# EfficientDet COCO Benchmark

### Setup Dependencies

In [41]:
# Setup Dependencies (EfficientDet)

import os
import time
import torch
import numpy as np
import psutil
import cv2
import matplotlib.pyplot as plt

from effdet import create_model, DetBenchPredict
from effdet.data import resolve_input_config

print("-" * 50)
print(f"PyTorch version: {torch.__version__}")
print(f"GPU Available: {torch.cuda.is_available()}")
print(f"CPU Cores: {psutil.cpu_count(logical=True)}")
print("-" * 50)


--------------------------------------------------
PyTorch version: 2.9.1
GPU Available: False
CPU Cores: 8
--------------------------------------------------


### Configure Local COCO Paths

In [42]:
COCO_ROOT = os.path.abspath(
    os.path.join(os.getcwd(), "..", "coco-dataset", "coco-2017")
)

VAL_IMAGES = os.path.join(COCO_ROOT, "validation", "data")
VAL_ANN    = os.path.join(COCO_ROOT, "validation", "labels.json")

print("Images path:     ", VAL_IMAGES)
print("Annotation file: ", VAL_ANN)
print("Images found:    ", len(os.listdir(VAL_IMAGES)))

image_files = os.listdir(VAL_IMAGES)
print("Number of validation images:", len(image_files))
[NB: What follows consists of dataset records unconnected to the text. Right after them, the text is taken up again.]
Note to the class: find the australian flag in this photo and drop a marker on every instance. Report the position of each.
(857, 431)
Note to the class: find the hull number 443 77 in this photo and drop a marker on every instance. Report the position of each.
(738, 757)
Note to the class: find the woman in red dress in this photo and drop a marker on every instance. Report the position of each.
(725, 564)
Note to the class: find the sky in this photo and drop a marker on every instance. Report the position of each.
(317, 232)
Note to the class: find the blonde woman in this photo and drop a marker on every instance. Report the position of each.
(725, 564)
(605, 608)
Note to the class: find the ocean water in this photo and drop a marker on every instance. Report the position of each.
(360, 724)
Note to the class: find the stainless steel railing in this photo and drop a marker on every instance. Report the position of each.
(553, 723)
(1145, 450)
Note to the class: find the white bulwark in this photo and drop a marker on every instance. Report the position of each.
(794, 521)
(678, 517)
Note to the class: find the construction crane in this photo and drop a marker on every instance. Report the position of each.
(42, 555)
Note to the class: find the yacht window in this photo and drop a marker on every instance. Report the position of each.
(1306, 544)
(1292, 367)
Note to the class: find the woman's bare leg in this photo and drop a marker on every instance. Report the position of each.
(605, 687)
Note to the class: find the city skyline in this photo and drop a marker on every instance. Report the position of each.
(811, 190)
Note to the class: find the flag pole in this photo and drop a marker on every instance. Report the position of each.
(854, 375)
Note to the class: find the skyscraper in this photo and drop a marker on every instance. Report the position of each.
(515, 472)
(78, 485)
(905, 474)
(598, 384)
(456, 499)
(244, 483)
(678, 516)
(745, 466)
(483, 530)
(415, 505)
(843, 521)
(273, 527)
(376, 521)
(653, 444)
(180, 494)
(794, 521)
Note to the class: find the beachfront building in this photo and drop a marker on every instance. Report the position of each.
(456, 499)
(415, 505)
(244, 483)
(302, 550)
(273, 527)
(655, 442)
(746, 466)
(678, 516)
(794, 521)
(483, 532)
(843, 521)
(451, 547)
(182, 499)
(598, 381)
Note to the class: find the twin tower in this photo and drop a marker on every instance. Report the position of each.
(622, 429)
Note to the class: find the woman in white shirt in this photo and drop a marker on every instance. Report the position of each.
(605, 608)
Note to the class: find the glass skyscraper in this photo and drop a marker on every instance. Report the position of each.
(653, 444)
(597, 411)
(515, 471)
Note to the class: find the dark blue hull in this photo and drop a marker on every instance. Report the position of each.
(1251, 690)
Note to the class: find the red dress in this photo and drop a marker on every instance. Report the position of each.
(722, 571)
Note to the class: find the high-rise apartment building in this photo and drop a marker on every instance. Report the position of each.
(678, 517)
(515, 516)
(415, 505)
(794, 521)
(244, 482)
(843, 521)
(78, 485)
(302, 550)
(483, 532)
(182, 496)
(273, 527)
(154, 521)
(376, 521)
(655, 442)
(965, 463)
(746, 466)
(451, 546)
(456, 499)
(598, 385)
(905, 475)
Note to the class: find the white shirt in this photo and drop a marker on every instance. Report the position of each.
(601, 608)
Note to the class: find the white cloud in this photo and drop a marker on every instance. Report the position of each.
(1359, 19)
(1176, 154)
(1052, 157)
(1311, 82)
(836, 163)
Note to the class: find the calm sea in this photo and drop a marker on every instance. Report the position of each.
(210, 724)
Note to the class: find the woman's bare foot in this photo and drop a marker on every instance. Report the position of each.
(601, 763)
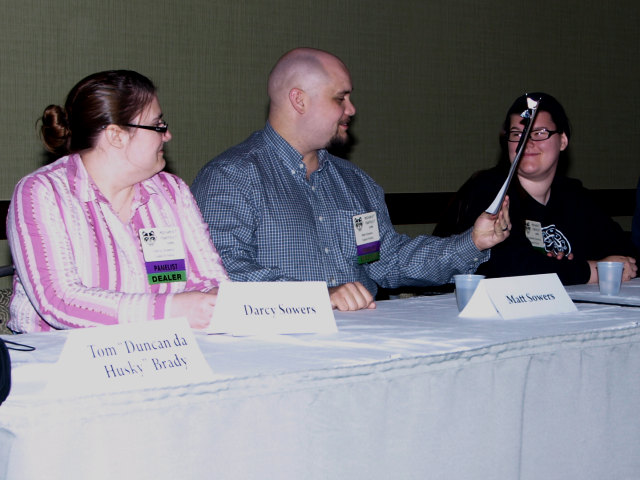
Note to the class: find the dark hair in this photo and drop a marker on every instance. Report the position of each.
(104, 98)
(547, 104)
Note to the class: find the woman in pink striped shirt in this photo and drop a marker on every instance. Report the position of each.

Images path:      /Users/g/Documents/CPEN491/object-identification-uav-camera/phase-1/coco-dataset/coco-2017/validation/data
Annotation file:  /Users/g/Documents/CPEN491/object-identification-uav-camera/phase-1/coco-dataset/coco-2017/validation/labels.json
Images found:     3125
Number of validation images: 3125


## Load EfficientDet Model

In [43]:
# Create EfficientDet model (fixed for current effdet version)
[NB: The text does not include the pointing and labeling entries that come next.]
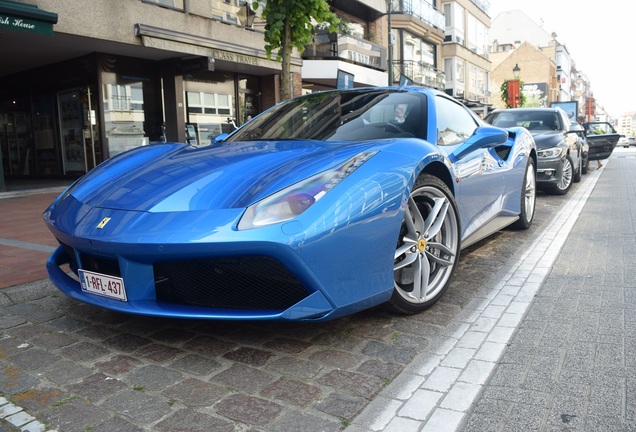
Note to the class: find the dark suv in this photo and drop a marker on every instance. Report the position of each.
(559, 150)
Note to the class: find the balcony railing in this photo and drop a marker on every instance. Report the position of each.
(423, 11)
(420, 73)
(335, 46)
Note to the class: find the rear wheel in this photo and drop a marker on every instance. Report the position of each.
(564, 183)
(528, 197)
(428, 247)
(579, 172)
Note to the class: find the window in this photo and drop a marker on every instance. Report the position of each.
(455, 124)
(209, 103)
(176, 4)
(454, 16)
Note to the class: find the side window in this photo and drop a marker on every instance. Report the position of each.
(454, 122)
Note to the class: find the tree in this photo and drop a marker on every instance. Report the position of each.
(288, 25)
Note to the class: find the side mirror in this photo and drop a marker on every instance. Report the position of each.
(483, 137)
(219, 138)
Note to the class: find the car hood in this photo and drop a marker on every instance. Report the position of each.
(177, 177)
(547, 139)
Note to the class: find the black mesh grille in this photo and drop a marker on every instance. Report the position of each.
(71, 254)
(259, 283)
(101, 265)
(503, 151)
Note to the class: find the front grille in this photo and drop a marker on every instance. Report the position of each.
(259, 283)
(107, 266)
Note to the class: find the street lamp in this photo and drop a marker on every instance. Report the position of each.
(514, 88)
(389, 11)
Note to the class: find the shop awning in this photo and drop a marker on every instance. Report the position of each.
(25, 17)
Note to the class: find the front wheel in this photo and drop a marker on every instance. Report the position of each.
(428, 247)
(528, 197)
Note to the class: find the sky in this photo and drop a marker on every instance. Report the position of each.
(600, 37)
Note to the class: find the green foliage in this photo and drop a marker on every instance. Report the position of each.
(296, 16)
(504, 94)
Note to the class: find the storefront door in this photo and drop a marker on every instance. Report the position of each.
(78, 130)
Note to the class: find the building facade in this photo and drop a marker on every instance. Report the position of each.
(90, 79)
(465, 52)
(105, 77)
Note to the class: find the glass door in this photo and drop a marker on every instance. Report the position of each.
(72, 132)
(78, 130)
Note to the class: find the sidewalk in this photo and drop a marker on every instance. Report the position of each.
(549, 347)
(25, 242)
(571, 364)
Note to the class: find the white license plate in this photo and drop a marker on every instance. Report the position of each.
(104, 285)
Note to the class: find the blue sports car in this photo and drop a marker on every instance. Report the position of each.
(322, 206)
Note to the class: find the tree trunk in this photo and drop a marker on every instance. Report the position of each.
(285, 80)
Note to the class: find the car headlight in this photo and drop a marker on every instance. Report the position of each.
(295, 199)
(551, 152)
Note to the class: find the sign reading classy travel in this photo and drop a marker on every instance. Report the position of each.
(234, 57)
(24, 24)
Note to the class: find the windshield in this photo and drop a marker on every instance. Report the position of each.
(531, 120)
(353, 115)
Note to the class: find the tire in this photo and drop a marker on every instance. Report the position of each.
(565, 182)
(528, 197)
(428, 247)
(579, 172)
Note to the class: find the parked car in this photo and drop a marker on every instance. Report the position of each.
(322, 206)
(559, 150)
(602, 138)
(585, 148)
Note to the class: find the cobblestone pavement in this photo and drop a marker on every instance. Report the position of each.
(73, 367)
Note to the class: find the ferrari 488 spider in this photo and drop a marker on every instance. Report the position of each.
(321, 206)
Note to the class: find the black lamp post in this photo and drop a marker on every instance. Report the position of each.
(514, 88)
(389, 11)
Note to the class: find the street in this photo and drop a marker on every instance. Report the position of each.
(73, 367)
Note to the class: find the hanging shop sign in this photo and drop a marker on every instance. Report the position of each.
(24, 17)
from effdet import create_model  # DetBenchPredict not needed here

MODEL_NAME = "efficientdet_d0"   # small & fast variant
NUM_CLASSES = 91                 # COCO-style config

model = create_model(
    MODEL_NAME,
    bench_task="predict",        # returns a prediction bench model
    pretrained=True,             # load pretrained COCO weights
    num_classes=NUM_CLASSES,
)

model.eval()

num_params = sum(p.numel() for p in model.parameters())
print(f"Created model: {MODEL_NAME}")
print(f"Number of parameters: {num_params:,}")


Created model: efficientdet_d0
Number of parameters: 3,878,348


In [44]:
INPUT_H = 512
INPUT_W = 512
print("Using EfficientDet-D0 input size:", INPUT_H, INPUT_W)
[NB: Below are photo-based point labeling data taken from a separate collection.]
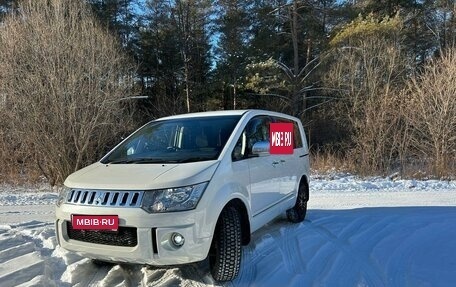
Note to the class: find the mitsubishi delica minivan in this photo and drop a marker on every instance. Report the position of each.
(184, 189)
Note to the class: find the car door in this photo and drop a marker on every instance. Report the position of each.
(264, 170)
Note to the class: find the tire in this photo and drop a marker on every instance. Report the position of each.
(226, 250)
(298, 212)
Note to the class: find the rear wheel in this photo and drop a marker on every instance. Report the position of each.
(226, 250)
(298, 212)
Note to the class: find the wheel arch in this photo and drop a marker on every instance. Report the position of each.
(245, 221)
(305, 180)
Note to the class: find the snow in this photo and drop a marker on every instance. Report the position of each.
(358, 232)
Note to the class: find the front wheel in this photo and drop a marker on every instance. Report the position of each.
(226, 250)
(298, 212)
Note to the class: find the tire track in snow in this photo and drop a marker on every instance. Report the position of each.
(344, 249)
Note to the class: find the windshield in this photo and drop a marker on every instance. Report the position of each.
(175, 141)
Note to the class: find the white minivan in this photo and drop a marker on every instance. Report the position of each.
(185, 188)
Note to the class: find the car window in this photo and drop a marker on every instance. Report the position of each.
(176, 141)
(256, 130)
(296, 132)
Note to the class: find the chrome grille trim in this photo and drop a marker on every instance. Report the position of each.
(108, 198)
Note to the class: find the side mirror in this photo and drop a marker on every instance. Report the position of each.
(261, 148)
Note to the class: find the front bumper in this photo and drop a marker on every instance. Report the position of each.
(153, 234)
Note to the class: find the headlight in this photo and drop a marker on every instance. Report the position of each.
(173, 199)
(63, 195)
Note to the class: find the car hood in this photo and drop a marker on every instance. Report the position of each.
(141, 176)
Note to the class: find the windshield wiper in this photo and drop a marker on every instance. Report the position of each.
(140, 160)
(193, 159)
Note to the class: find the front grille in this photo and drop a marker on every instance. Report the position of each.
(105, 198)
(124, 236)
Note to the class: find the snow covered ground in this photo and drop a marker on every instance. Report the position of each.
(358, 232)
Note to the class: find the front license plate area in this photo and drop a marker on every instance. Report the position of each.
(95, 222)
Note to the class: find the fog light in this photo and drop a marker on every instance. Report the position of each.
(177, 239)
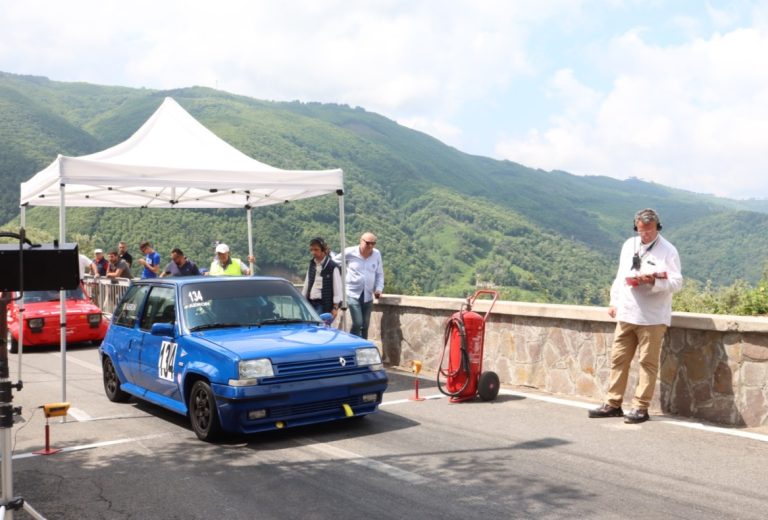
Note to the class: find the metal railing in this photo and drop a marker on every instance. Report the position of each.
(106, 292)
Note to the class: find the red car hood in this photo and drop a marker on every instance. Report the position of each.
(45, 309)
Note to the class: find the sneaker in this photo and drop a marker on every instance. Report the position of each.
(636, 415)
(606, 411)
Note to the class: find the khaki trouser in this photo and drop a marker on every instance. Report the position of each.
(627, 340)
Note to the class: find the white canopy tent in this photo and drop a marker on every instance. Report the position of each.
(171, 161)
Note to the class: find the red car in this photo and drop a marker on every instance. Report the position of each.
(42, 314)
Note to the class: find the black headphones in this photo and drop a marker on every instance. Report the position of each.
(647, 215)
(320, 242)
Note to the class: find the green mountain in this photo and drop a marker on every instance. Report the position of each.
(446, 220)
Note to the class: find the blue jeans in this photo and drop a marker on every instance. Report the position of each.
(361, 316)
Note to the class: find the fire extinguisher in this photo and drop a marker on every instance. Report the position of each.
(464, 342)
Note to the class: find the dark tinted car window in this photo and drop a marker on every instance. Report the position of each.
(250, 302)
(128, 309)
(160, 307)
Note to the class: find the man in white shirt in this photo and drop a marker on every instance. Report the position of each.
(641, 301)
(322, 284)
(365, 281)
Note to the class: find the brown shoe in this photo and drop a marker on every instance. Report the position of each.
(636, 415)
(606, 411)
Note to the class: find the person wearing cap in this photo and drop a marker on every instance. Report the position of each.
(151, 261)
(180, 265)
(99, 265)
(225, 265)
(118, 268)
(123, 254)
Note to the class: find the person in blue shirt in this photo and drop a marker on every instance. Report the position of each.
(365, 281)
(151, 260)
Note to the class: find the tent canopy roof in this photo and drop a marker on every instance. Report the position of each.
(173, 161)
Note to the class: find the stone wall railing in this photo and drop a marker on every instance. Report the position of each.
(713, 367)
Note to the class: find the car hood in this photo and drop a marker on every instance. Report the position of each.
(284, 342)
(44, 309)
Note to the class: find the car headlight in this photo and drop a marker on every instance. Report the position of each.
(368, 357)
(249, 371)
(36, 324)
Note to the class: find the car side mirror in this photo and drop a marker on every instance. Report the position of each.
(162, 329)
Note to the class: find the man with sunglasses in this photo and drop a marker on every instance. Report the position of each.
(365, 281)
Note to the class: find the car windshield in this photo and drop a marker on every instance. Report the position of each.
(248, 302)
(52, 296)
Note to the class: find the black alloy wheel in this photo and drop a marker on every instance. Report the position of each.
(112, 382)
(203, 413)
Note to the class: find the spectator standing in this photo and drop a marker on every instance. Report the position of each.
(99, 264)
(365, 281)
(151, 260)
(322, 284)
(118, 268)
(85, 264)
(180, 265)
(123, 254)
(641, 301)
(225, 265)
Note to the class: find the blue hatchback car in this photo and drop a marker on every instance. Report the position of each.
(236, 354)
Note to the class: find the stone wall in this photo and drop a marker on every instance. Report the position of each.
(712, 367)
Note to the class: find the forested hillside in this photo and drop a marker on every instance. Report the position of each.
(446, 220)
Using EfficientDet-D0 input size: 512 512


## Put model on device & define inference helper

In [45]:
import torchvision.transforms as T
import numpy as np

device = "cuda" if torch.cuda.is_available() else "cpu"
model.to(device)

transform = T.Compose([
    T.ToTensor(),   # HWC uint8 RGB -> CHW float32 [0,1]
])

def run_efficientdet_on_image(img_bgr, score_thresh=0.05):
    """
    Runs EfficientDet on a single BGR image.

    - Resizes input to EfficientDet's expected size (INPUT_W, INPUT_H)
    - Runs model
    - Rescales boxes back to the original image size
    """
    if img_bgr is None:
        raise ValueError("img_bgr is None (cv2.imread failed)")

    # Original size
    orig_h, orig_w = img_bgr.shape[:2]

    # BGR -> RGB
    img_rgb = cv2.cvtColor(img_bgr, cv2.COLOR_BGR2RGB)

    # Resize to model input size
    img_resized = cv2.resize(img_rgb, (INPUT_W, INPUT_H))

    # To tensor
    tensor = transform(img_resized)          # [3, H_in, W_in]
    _, H_in, W_in = tensor.shape

    with torch.no_grad():
        batch = tensor.unsqueeze(0).to(device)   # [1, 3, H_in, W_in]
        preds = model(batch)

        # Most effdet versions: list[dict] with 'boxes', 'scores', 'labels'
        if isinstance(preds, (list, tuple)):
            p = preds[0]
            if isinstance(p, dict):
                boxes = p["boxes"].cpu().numpy()
                scores = p["scores"].cpu().numpy()
                labels = p["labels"].cpu().numpy()
            else:
                arr = p.cpu().numpy()
                boxes = arr[:, :4]
                scores = arr[:, 4]
                labels = arr[:, 5].astype(int)
        elif isinstance(preds, torch.Tensor):
            arr = preds[0].cpu().numpy()
            boxes = arr[:, :4]
            scores = arr[:, 4]
            labels = arr[:, 5].astype(int)
        else:
            raise RuntimeError(f"Unknown EfficientDet output type: {type(preds)}")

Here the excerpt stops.